Grant Jones turning to Roderick said: “Well, what do you think of the Major’s theory?”

“I fear,” said Roderick in a serious tone, “that it is not a theory but an actual condition.”

“Bravo,” said the Major as he arose from his chair and advanced to Roderick, extending his hand. “All truth,” said he, “in time will be uncovered, truth that today is hidden beneath the débris of formalities, ignorance, and superstition.”

“But why, Major,” asked Grant, “are there so many divorces? Do not contracting parties know their own minds? Now it seems impossible to conceive of my ever wanting a divorce from a certain little lady I know,” he added with a pleasant laugh—the care-free, confiding laugh of a boy.
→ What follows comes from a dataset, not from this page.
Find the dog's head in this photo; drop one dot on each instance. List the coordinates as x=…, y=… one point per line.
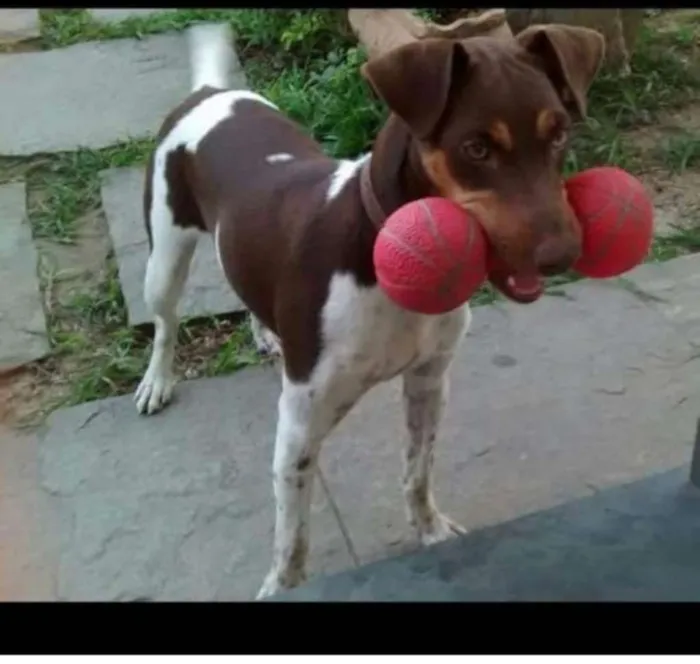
x=490, y=122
“My dear Jones,” said the Major, “the supposed reasons for divorce are legion—the actual reasons are perhaps few. However it is not for me to say that all the alleged reasons are not potent and sufficient. When we hear two people maligning each other in or out of the court we are prone to believe both are telling the truth. Truth is the underlying foundation of respect, respect begets friendship, and friendship sometimes is followed by the more tender passion we call love. A man meets a woman,” the Major went on, thoughtfully, “whom he knows is not what the world calls virtuous. He may fall in love with her and may marry her and be happy with her. But if a man loves a woman he believes to be virtuous and then finds she is not—it is secretly regarded by him as the unforgivable sin and is doubtless the unspoken and unwritten allegation in many a divorce paper.”

He mused for a moment, then went on: “Sometime there will be a single standard of morals for the sexes, but as yet we are not far enough away from the brutality of our ancestors. Yes, it is infinitely better,” he added, rising from his chair, “that a home should be broken into a thousand fragments through the kindly assistance of a divorce court rather than it should only exist as a family battle ground.” The tone of his voice showed that the talk was at an end, and he bade his visitors a courteous good-night, with the cordial addition: “Come again.”

“It was great,” remarked Roderick, as the young men wended their homeward way. “What a wealth of new thought a fellow can bring away from such a conversation!”

“Just as I told you,” replied Grant “But the Major opens his inmost heart like that only to his chosen friends.”

“Then I’m mighty glad to be enrolled among the number,” said Roderick. “Makes a chap feel rather shy of matrimony though, doesn’t it?”

“Not on your life. True love can never change—can never wrong itself. When you feel that way toward a girl, Warfield, and know that the girl is of the same mind, go and get the license—no possible mistake can be made.”

Grant Jones was thinking of Dorothy Shields, and his face was aglow. To Roderick had come thought of Stella Rain, and he felt depressed. Was there no mistake in his love affair?—this was the uneasy question that was beginning to call for an answer. And yet he had never met a girl whom he would prefer to the dainty, sweet, unselfish, brave little “college widow” of Galesburg.